Tag: trend analysis

Questions Related to trend analysis

Real rate of return is equal to__________.

  1. Nominal Rate x Inflation Rate

  2. Nominal Rate $\div$ Inflation Rate

  3. Nominal Rate - Inflation Rate

  4. Nominal Rate + Inflation Rate


Correct Option: B
Explanation:

The real rate of return formula is the sum of one plus the nominal rate divided by the sum of one plus the inflation rate which then is subtracted by one. The formula for the real rate of return can be used to determine the effective return on an investment after adjusting for inflation.

Risk in capital budgeting implies that the decision-maker knows _______ of the cash flows.

  1. Variability

  2. Probability

  3. Certainty

  4. None of the Above


Correct Option: B
Explanation:

Risk is the probability of damage, loss or threat. Risk in capital budgeting implies that the decision maker knows the probability of cash flows. The decision maker after analysing the risk will have of fair idea of the cash flows that might arise from the decision that is made. 

A proposal is not a capital budgeting proposal if it____________.

  1. Is related to fixed assets

  2. Brings long-term benefits

  3. Brings short-term benefits Only

  4. Has very large investment


Correct Option: C
Explanation:

A proposal is not a capital budgeting proposal if it brings short-term benefits only. Capital budgeting decisions involve huge funds and are long term decisions, it benefits the firm in long term. As they involve huge costs one wrong decision would have a big effect on the business.

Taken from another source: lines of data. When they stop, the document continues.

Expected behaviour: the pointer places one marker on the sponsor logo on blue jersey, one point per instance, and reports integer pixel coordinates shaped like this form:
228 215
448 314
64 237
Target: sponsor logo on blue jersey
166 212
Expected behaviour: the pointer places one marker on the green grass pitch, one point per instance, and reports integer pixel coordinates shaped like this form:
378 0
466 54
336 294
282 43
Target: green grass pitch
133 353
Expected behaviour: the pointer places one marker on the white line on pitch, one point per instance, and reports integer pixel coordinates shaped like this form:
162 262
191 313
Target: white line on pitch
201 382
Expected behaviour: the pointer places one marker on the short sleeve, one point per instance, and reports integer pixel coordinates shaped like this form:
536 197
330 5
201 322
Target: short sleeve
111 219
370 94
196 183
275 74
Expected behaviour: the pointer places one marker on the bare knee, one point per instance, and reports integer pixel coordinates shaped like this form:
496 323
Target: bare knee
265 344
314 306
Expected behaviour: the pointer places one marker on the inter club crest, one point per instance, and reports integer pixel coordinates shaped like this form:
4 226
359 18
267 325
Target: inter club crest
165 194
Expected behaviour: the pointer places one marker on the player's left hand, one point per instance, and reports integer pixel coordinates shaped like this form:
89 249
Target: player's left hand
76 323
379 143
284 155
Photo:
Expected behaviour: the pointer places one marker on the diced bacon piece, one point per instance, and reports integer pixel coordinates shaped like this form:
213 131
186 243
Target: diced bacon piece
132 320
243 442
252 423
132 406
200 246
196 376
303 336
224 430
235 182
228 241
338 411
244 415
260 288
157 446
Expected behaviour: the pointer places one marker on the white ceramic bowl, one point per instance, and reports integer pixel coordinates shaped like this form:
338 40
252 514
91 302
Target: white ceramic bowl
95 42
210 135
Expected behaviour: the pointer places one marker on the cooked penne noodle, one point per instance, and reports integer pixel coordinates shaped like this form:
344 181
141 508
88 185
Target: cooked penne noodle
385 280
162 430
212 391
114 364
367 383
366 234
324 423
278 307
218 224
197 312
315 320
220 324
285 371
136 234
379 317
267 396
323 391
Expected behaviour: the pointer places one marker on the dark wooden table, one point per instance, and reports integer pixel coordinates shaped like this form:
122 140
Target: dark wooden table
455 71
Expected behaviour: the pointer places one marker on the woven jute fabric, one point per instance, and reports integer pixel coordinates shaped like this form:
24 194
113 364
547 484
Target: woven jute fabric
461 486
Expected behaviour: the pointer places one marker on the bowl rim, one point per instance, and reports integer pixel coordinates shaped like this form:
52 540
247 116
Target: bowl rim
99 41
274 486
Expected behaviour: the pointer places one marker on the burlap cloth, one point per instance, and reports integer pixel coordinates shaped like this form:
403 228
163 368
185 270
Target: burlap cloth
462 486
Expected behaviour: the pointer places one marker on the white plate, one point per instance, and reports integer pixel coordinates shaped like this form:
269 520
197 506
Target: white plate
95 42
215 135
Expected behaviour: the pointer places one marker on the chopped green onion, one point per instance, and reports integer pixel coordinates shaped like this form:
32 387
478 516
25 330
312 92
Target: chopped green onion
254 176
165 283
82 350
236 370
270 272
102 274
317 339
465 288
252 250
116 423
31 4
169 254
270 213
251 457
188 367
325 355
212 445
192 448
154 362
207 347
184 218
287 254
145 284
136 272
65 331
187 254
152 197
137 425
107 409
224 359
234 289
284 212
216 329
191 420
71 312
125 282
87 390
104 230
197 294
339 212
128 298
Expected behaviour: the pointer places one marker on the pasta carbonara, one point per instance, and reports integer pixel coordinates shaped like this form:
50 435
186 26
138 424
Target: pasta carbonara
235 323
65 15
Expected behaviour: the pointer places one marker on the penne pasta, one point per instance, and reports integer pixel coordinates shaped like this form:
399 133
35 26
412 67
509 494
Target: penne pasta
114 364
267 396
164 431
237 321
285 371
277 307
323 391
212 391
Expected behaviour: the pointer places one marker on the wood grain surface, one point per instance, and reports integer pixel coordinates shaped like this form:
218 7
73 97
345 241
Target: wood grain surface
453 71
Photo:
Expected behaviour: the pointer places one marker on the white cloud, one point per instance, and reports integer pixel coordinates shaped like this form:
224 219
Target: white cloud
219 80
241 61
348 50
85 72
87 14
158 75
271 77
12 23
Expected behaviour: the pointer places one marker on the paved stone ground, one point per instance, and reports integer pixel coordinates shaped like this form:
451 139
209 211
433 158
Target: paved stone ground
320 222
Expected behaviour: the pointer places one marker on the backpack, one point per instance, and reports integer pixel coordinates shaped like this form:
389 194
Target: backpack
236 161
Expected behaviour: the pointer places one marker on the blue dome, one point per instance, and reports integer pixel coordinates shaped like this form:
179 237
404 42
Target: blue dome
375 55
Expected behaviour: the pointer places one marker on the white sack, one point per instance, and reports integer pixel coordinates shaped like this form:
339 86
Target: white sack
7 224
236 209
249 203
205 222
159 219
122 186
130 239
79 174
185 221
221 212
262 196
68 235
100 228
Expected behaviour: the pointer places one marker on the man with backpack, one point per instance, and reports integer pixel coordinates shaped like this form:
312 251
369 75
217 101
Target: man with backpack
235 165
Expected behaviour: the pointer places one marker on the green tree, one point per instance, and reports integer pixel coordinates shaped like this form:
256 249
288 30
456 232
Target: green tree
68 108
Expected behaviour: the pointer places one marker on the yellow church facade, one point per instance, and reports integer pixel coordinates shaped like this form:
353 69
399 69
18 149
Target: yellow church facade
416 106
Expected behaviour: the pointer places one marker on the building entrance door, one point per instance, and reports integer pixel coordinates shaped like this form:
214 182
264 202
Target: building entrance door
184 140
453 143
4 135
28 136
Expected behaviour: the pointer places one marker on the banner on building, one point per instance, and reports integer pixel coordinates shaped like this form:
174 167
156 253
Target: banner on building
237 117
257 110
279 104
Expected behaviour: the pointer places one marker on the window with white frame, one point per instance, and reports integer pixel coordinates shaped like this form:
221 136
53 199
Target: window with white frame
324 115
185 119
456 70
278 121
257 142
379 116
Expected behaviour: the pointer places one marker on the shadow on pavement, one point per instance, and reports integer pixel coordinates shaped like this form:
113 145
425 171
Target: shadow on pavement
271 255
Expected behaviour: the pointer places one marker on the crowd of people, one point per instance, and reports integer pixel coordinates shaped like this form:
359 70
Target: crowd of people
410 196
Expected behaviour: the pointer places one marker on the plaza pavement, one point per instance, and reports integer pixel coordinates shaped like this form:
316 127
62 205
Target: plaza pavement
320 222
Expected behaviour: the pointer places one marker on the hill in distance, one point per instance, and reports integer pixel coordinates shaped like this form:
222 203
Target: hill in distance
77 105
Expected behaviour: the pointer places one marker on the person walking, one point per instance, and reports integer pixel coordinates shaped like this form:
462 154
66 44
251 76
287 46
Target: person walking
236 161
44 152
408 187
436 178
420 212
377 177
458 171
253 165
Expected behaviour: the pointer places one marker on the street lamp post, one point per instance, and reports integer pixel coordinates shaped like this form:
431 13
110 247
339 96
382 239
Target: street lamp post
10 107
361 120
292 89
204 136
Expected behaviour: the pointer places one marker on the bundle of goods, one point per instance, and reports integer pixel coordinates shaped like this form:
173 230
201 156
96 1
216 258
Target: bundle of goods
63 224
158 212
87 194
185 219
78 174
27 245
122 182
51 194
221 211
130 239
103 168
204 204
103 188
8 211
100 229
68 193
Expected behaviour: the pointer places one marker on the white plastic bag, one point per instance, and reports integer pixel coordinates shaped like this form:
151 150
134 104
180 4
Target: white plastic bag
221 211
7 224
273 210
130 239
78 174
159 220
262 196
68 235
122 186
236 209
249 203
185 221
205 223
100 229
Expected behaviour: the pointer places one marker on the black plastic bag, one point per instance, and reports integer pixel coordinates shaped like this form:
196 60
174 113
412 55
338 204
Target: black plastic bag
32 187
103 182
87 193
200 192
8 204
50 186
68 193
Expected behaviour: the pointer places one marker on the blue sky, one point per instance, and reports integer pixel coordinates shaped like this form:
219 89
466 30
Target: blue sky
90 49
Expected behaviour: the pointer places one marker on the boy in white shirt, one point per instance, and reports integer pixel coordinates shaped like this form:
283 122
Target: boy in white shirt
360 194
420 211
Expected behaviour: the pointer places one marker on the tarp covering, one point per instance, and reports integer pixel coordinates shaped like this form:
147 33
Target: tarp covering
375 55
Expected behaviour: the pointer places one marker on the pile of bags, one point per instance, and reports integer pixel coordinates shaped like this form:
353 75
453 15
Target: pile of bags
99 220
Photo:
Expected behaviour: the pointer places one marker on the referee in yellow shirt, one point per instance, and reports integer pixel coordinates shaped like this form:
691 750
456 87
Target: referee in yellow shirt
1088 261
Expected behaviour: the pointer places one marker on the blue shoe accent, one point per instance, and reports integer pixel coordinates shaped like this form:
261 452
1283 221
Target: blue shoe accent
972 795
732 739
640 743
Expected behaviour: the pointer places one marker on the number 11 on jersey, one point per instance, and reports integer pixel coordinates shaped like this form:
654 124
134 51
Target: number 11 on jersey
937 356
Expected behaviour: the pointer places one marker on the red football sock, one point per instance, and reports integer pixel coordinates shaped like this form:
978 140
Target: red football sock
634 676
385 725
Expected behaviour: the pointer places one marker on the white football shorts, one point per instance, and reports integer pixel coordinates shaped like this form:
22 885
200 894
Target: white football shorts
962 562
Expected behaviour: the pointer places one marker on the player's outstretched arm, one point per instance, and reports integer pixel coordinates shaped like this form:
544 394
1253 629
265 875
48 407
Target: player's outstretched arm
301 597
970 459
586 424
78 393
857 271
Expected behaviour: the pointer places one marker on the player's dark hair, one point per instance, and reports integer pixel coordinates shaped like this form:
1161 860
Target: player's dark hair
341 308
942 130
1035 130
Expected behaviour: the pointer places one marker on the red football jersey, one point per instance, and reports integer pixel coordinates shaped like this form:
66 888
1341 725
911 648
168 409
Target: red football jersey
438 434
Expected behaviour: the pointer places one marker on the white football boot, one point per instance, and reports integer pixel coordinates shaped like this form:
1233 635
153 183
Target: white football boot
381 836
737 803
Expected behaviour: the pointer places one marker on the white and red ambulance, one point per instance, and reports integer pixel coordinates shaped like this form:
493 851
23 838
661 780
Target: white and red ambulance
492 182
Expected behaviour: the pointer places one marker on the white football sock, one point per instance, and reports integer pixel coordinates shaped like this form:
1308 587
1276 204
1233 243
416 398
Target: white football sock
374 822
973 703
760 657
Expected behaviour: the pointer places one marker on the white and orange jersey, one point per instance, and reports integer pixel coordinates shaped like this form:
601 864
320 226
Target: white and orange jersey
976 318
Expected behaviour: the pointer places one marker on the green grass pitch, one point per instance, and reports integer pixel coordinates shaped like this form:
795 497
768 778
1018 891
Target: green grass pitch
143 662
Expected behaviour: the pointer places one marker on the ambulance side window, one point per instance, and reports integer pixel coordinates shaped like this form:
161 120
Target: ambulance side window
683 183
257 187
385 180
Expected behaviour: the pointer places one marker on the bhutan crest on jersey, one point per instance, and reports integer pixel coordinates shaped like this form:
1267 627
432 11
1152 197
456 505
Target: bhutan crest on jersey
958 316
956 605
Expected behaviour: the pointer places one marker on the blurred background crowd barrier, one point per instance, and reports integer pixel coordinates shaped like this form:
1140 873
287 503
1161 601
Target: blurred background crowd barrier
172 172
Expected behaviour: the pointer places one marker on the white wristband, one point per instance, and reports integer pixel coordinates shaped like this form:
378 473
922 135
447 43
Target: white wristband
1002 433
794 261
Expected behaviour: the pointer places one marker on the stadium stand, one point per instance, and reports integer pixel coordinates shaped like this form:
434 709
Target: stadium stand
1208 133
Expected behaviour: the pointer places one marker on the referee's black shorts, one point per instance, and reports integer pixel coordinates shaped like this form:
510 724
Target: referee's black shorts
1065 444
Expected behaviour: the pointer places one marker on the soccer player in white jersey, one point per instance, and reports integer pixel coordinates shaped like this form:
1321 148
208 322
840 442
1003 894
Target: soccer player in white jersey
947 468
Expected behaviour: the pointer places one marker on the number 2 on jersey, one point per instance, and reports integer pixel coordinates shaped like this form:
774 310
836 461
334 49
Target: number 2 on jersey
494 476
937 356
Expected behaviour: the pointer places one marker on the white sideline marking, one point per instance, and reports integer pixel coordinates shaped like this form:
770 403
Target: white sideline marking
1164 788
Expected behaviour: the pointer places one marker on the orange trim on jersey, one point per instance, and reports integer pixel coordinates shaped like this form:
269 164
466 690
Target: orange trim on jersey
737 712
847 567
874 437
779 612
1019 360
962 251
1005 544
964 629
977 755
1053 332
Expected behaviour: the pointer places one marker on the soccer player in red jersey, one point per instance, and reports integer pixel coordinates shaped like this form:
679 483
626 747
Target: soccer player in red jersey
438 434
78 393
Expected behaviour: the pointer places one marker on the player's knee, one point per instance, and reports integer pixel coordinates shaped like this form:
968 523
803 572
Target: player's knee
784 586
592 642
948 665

Profitability Index, when applied to Divisible Projects, impliedly assumes that_____________.

  1. Project cannot be taken in parts

  2. NPV is linearly proportionate to part of the project taken up

  3. NPV is additive in nature

  4. Both B and C


Correct Option: D
Explanation:

Profitability index is an index that identifies the relationship between cost and profitability of a project. Profitability Index. when applied to divisible projects impliedly assumes that project cannot be taken in parts has to be accepted fully, NPV is linearly proportionate to part of the project taken up and NPV is additive in nature. 

Evaluation of capital budgeting proposals is based on cash flows because_____________.

  1. Cash rows are easy to calculate

  2. Cash flows are suggested by SEBI

  3. Cash is more important than profit

  4. None of the above


Correct Option: C
Explanation:

Capital budgeting is based on cash flows because there is discounting and other factors used which can be done only on cash. Moreover, cash can be spent and not profit. Cash is more important than profit as the company has to focus on many costs. As in the long run the company will succeed if it focuses mote on cash flow statement. 

NPV of a proposal, as calculated under Risk Adjusted Discount Rate(RADR) & Real Certainty Equivalent(CE) Approach will be __________.

  1. Same

  2. Unequal

  3. Both A and B

  4. None of A and B


Correct Option: B

What factors increase the riskiness of  a Capital budgeting Project?

  1. Industry specific risk factors

  2. Competition risk factors

  3. Project specific risk factors

  4. All of the above


Correct Option: D
Explanation:

The factors that increase riskiness of a capital budgeting project are industry specific risk, competition risk and project risk. Industry specific risk/market risk are the risks that might occur due to change in the industry, competition risks are the risk that can occur because of the competitors strategy and lastlyt project risk are the risk that are associated with the project as whether or not the project will be profitable or not. 

Risk-aversion of an investor can be measured by______________.

  1. Market Rate of Return

  2. Risk-free Rate of Return

  3. Portfolio Return

  4. None of the above


Correct Option: D
Explanation:

Risk aversion means the tendency of a person to avoid a decision/investment when there is risk involved. Risk aversion is a personal trait of a person. Risk-aversion of an investor cannot be measured by market rate of return, risk free rate of return or portfolio profit. 

For calculating trend percentage, which of the following formula is used? 

  1. (Present year value/Base year value) x 100

  2. (Base year value/Present year value) x 100

  3. (Present year value/100) x Base year value

  4. (Base year value/100) x Present year value


Correct Option: A
Explanation:

Generally the first year is taken as the base year. The figure of base year is taken as 100. Trend percentage is calculated by following formula:

(Present year value/Base year value) x 100

The most commonly used tools for financial analysis are _______________.

  1. Horizontal analysis

  2. Vertical analysis

  3. Ratio analysis

  4. All of the above


Correct Option: D
Explanation:

Commonly used tools of financial analysis are: Comparative statements, Common size statements, trend analysis, ratio analysis, funds flow analysis, and cash flow analysis.